The National Portrait Society was founded in early 1910, the announcement of its formation was made in February 1910 with Francis Harrison Howard (1874-1954) as its first chairman. It held its inaugural exhibition at the Cartwright Memorial Hall, Bradford in July-September 1910 with the first in London at the Grosvenor Gallery in London’s New Bond Street in 1911 which was their approved exhibition centre until 1921. Early members included Henry Maximilian Beerbohm (1872-1956), Thomas Austen Brown (1857-1924), Jacques Emile Blanche (1861-1942), Augustus Edwin John (1878-1961)), Arthur Ambrose McEvoy (1878-1927), David Muirhead, Sir William Newzam Prior Nicholson (1872-1949), Glyn Philpot, William Rothenstein (1872-1945), Sir Walter Westley Russell and Philip Wilson Steer later members included.

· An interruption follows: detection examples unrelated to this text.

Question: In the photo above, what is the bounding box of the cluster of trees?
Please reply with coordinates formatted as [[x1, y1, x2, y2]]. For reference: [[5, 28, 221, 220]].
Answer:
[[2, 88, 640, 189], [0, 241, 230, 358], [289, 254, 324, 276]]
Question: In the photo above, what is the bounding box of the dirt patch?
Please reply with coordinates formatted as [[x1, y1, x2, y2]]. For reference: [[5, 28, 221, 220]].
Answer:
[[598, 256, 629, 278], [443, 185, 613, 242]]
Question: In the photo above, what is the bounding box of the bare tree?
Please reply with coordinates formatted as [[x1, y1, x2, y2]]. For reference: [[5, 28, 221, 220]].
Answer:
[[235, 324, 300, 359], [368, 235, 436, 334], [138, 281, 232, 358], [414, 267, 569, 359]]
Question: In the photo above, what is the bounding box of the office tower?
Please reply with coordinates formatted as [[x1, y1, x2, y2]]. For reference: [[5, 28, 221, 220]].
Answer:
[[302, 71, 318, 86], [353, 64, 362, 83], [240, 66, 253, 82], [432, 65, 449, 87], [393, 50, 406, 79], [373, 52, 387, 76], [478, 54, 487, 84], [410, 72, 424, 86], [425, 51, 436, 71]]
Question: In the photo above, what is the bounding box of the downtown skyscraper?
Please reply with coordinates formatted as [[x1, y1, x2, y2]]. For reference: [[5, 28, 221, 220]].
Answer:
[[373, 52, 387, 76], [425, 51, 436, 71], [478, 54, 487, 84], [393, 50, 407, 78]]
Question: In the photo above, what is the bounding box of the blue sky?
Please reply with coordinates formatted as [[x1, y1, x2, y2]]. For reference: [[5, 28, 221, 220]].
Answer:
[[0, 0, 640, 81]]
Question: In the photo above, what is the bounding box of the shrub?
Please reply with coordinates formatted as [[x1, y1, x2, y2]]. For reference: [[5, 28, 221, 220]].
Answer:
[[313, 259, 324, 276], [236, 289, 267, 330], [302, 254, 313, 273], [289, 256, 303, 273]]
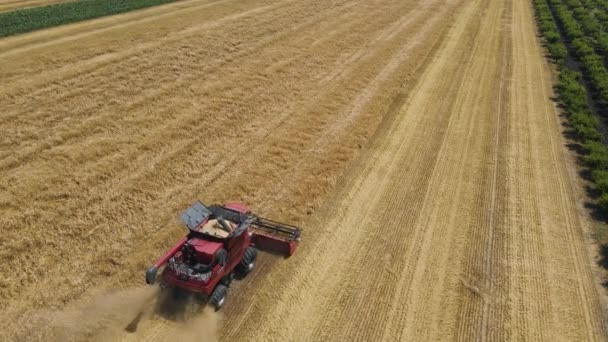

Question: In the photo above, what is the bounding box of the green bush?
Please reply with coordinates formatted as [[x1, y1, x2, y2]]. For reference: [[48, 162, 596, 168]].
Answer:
[[0, 0, 176, 37], [591, 170, 608, 194], [583, 141, 608, 170]]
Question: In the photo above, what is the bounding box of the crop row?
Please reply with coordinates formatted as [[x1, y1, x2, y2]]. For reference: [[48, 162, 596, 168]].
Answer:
[[0, 0, 176, 37], [534, 0, 608, 213]]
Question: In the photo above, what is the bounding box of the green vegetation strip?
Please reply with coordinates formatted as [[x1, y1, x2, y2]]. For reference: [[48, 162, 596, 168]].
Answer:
[[0, 0, 177, 37], [534, 0, 608, 212]]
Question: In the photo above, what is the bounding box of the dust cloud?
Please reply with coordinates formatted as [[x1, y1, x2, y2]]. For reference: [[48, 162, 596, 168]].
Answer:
[[16, 287, 219, 342]]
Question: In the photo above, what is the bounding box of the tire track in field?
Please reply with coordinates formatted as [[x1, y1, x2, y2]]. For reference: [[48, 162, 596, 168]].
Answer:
[[514, 1, 607, 340], [4, 1, 456, 340], [0, 0, 358, 168], [0, 0, 384, 296], [215, 1, 606, 341]]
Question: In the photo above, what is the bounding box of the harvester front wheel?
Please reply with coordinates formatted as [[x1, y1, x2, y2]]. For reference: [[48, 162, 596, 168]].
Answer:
[[209, 284, 228, 311], [237, 246, 258, 275]]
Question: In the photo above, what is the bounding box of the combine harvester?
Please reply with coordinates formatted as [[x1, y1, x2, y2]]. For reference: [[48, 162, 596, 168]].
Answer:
[[146, 201, 301, 310]]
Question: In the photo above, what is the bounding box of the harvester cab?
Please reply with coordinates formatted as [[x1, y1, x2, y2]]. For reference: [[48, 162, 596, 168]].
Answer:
[[146, 201, 301, 310]]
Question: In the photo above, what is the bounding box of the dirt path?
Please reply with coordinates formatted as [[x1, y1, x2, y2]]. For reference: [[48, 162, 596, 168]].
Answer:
[[0, 0, 606, 341]]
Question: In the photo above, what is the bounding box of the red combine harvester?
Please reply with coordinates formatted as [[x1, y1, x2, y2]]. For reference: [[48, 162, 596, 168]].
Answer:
[[146, 201, 301, 310]]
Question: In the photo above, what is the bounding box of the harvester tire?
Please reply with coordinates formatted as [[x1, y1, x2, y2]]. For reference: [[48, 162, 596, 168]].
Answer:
[[237, 246, 258, 275], [209, 284, 228, 311]]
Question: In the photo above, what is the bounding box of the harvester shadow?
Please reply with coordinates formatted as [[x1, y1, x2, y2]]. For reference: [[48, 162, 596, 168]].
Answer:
[[125, 311, 144, 333], [154, 288, 207, 321], [124, 288, 207, 333]]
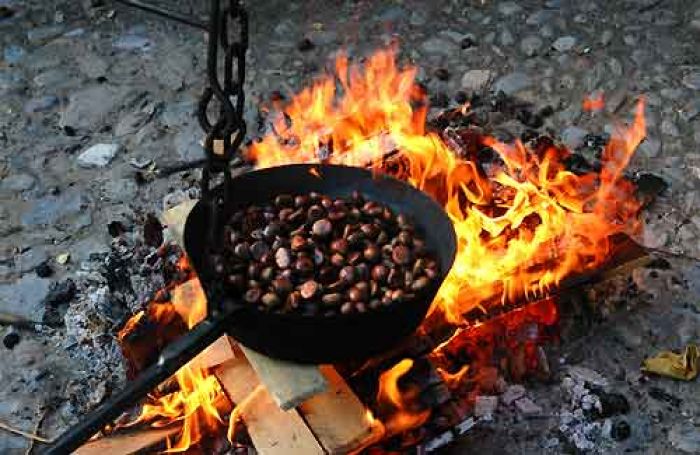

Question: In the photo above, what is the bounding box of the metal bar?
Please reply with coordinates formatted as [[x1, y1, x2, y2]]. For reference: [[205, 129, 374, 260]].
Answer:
[[115, 0, 208, 32], [43, 316, 229, 455]]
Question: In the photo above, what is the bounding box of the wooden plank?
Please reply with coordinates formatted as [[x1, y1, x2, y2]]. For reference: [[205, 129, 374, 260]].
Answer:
[[299, 366, 382, 454], [241, 346, 328, 411], [215, 355, 324, 455], [161, 201, 328, 410], [73, 426, 180, 455]]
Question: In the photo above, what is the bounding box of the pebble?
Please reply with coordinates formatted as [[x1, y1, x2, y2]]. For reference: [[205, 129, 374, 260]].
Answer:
[[24, 95, 58, 114], [520, 35, 544, 57], [0, 172, 36, 193], [552, 35, 576, 52], [461, 70, 491, 92], [78, 144, 121, 168], [474, 395, 498, 420], [493, 71, 533, 95], [515, 397, 542, 415], [682, 71, 700, 90]]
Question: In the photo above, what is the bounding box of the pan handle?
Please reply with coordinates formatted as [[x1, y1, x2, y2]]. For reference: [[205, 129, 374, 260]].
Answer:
[[43, 316, 228, 455]]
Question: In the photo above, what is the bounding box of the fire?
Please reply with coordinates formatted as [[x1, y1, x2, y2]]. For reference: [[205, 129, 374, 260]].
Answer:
[[119, 259, 231, 452], [249, 49, 645, 324]]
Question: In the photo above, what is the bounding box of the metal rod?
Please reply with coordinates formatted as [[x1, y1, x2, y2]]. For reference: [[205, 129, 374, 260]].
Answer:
[[43, 316, 229, 455], [115, 0, 208, 32]]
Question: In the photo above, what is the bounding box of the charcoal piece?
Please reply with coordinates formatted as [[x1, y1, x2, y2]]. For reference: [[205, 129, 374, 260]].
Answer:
[[143, 213, 163, 248], [34, 261, 53, 278], [647, 386, 683, 407], [2, 328, 20, 349], [610, 420, 632, 441]]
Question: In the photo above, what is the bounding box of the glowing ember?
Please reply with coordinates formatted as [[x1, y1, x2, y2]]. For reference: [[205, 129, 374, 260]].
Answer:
[[249, 50, 645, 324]]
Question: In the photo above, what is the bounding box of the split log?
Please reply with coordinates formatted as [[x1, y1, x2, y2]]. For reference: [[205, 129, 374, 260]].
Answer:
[[299, 366, 383, 454], [73, 426, 180, 455], [215, 355, 324, 455]]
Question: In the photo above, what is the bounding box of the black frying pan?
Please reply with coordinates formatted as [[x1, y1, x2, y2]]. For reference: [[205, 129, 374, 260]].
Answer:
[[45, 164, 457, 454], [185, 164, 457, 364]]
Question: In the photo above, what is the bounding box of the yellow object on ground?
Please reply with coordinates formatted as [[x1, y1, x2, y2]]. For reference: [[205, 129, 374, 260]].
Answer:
[[642, 344, 700, 381]]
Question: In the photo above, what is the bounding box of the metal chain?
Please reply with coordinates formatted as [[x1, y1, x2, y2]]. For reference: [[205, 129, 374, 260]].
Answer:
[[197, 0, 248, 198]]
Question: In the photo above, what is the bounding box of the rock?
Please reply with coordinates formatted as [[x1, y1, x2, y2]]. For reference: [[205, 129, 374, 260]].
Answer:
[[0, 172, 36, 193], [493, 71, 533, 95], [515, 397, 542, 416], [78, 144, 121, 168], [421, 37, 459, 56], [24, 95, 58, 114], [498, 2, 523, 16], [2, 44, 26, 65], [112, 34, 153, 52], [681, 71, 700, 90], [20, 190, 89, 227], [474, 395, 498, 420], [59, 84, 127, 130], [520, 35, 544, 57], [102, 178, 139, 202], [500, 28, 515, 47], [461, 70, 491, 92], [552, 35, 576, 52], [0, 275, 51, 321], [567, 366, 608, 387], [501, 384, 525, 406], [668, 422, 700, 453], [173, 125, 204, 162], [561, 126, 588, 150]]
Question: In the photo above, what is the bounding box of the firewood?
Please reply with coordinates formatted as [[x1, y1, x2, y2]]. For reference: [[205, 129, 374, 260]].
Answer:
[[74, 425, 180, 455], [299, 366, 382, 454], [215, 355, 324, 455]]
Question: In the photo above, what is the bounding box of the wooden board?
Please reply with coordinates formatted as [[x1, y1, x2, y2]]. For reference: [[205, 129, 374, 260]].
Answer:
[[73, 426, 180, 455], [215, 355, 324, 455], [299, 366, 383, 454], [241, 346, 328, 411], [161, 201, 328, 410]]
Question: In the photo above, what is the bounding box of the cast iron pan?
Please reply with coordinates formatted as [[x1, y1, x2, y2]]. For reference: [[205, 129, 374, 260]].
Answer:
[[185, 164, 457, 364], [44, 164, 456, 455]]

In 1921 their tenth exhibition was held at the Grafton Galleries which opened in January when Alfred Munnings was one of the exhibitors and in January 1922 another exhibition was held at the Grafton Galleries which seems to have been their last probably due to the Grafton Galleries being no longer available for exhibitions. Augustus Edwin John (1878-1961) was President of this short-lived society in 1922 and 1923 but no exhibitions have been noted for 1923 when it noted that the National Portrait Society 'had no gallery of their own'. However, the National Portrait Galleries had a private view of their exhibition in January 1925 when Sir William Orpen was president and had on show a self-portrait which was then proceeding to the Uffizi Gallery in Florence. In 1927 Francis Harrison Howard (1874-1954) was chairman of the now National Society of Portrait Painters but no further exhibitions have been noted. Members are noted well into the 1930s and in April 1930 Mappin Art Gallery had 'a third exhibition of works loaned by the National Portrait Society'.

There was also a different Modern Portrait Painters' Society of which Sir Gerald Festus Kelly (1879-1972) was a member of both at the time of his election as an Associate of the Royal Academy in 1922.